University of Alicante, Spain.

Antonio Rubia has been Associate Professor in finance at the University of Alicante since 2001. He was a visiting scholar at the Anderson School of Management (UCLA) in 2003. He has also made shorter research stays in Rady School of Management (UCSD), Westminster University (London), and Goethe University (Frankfurt). His main research topics include risk management, banking and financial econometrics. His most recent research has been published in Journal of Financial Econometrics, Journal of Banking and Finance, Econometric Theory, International Journal of Forecasting, Tourism Management, Journal of Financial Stability and Journal of International Money and Finance.

Title of the talk: Managerial Preferences for Gambling On Expected Loan Loss Recognition

Summary: We study the incentives of bank managers to keep low loan loss reserves (LLR) relative to nonperforming loans and the consequences of this activity on firm’s insolvency. The central premise is that LLR inadequacy results from a class of speculative decisions that essentially trade off current costs implied by timely credit risk recognition with potentially magnified, but uncertain costs implied by delayed recognition. Because there is a straightforward analogy with insurance avoidance, we hypothesize that a greater mismatch between LLR and impaired loans can be related to general incentives that underlie the demand of hedging and insurance. According with the speculative nature of this activity, we also address the predictive ability of uncovered impaired loans on bank-specific measures of distress. We analyze a broad sample of publicly traded U.S. banks in the period 2001-2017. The results from our analysis show that, all else equal, the propensity to uncover impaired loans is greater (1) in banks with a corporate risk culture characterized by stronger preferences for gambling; (2) under distress, when building up LLR is more costly; (3) in banks with systemic characteristics, as moral hazard increases the propensity for risk shifting, and (4) in banks with greater discretion in loss provisioning. Our analysis also supports the pervasive consequences of this activity, showing that greater propensity to gamble with loss recognition increases the likelihood of future losses, earnings volatility, market volatility, and deteriorates solvency in horizons of three and five years.

Abderrahim Taamouti

Business School, Durham University, UK.

Abderrahim Taamouti has a PhD (2007) in Economics from University of Montreal, Canada. Before joining Durham University Business School in 2014, Abderrahim held the position of Associate Professor of Economics at Universidad Carlos III de Madrid in Spain. His fields of specialization are Econometrics and Finance. He mainly works on Granger causality analysis, hypothesis testing, nonparametric estimation and testing, asset pricing, portfolio selection, and risk management.

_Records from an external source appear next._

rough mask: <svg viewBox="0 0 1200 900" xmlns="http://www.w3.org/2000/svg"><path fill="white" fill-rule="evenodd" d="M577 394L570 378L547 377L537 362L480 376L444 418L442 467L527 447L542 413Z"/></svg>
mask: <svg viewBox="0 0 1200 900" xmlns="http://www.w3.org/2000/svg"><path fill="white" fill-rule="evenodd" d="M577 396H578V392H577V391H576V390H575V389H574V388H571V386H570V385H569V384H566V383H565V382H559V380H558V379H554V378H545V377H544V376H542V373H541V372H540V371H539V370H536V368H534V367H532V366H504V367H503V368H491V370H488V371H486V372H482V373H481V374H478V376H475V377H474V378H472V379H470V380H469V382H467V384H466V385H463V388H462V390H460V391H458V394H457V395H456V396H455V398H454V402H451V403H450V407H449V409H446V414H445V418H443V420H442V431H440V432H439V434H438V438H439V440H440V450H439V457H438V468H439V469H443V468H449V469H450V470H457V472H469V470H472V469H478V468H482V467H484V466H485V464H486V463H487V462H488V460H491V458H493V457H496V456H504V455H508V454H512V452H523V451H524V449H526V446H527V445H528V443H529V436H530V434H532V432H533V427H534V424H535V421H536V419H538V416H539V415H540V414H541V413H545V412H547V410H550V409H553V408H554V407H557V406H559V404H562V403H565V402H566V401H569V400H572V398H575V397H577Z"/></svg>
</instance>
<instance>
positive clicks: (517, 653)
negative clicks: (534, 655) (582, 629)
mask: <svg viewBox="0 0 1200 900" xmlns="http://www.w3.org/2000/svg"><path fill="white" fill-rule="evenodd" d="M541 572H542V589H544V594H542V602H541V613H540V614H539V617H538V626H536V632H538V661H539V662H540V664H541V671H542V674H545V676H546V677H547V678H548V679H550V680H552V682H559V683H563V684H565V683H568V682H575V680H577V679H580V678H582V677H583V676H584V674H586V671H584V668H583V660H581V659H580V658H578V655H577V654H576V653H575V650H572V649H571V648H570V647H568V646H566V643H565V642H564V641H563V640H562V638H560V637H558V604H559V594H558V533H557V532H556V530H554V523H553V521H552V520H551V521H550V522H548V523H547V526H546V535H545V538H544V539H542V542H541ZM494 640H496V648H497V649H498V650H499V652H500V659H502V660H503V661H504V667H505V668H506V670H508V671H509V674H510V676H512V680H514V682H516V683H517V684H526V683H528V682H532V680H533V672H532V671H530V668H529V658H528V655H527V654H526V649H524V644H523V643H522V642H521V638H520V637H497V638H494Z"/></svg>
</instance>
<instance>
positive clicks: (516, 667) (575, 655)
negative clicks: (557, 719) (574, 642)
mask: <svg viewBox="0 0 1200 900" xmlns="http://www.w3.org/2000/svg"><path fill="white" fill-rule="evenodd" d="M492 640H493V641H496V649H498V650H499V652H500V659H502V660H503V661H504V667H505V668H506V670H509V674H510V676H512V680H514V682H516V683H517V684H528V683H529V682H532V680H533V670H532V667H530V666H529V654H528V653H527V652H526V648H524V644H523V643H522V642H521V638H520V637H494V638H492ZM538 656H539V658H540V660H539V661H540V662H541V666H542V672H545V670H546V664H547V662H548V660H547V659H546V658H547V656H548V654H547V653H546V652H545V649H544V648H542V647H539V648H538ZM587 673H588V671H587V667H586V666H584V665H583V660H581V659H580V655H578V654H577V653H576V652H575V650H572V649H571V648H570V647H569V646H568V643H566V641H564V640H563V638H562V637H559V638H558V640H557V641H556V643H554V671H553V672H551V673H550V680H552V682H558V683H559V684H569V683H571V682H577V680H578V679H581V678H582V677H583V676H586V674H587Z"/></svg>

His research projects have resulted in several publications in internationally renowned journals in Econometrics, Finance and Statistics such as Journal of Econometrics, Review of Finance, Journal of Multivariate Analysis, Journal of Dynamics and Economic Control, Journal of Financial Econometrics, Journal of Business & Economic Statistics, Computational Statistics and Data Analysis, Journal of Empirical Finance, Journal of International Money and Finance, Statistics and Risk Modelling, Finance Research Letters, Financial Markets and Portfolio Management, etc.

Title of the talk: Value-at-Risk under Market Microstructure Noise

Summary: In this paper, we propose a robust estimation technique for Value-at-Risk that takes into account the effect of market microstructure noise. We show that the noise poses serious problems for estimating risk. In particular, it can cause an underestimation of risk, which makes the existing methods inconsistent in the presence of contaminated prices. Using Fourier transform and a deconvolution kernel estimator for the probability distribution function of the unobserved returns (prices), we derive a numerical approximation for Value-at-Risk in the presence of microstructure noise. Monte Carlo simulation and real data analysis illustrate satisfactory performance of the proposed method.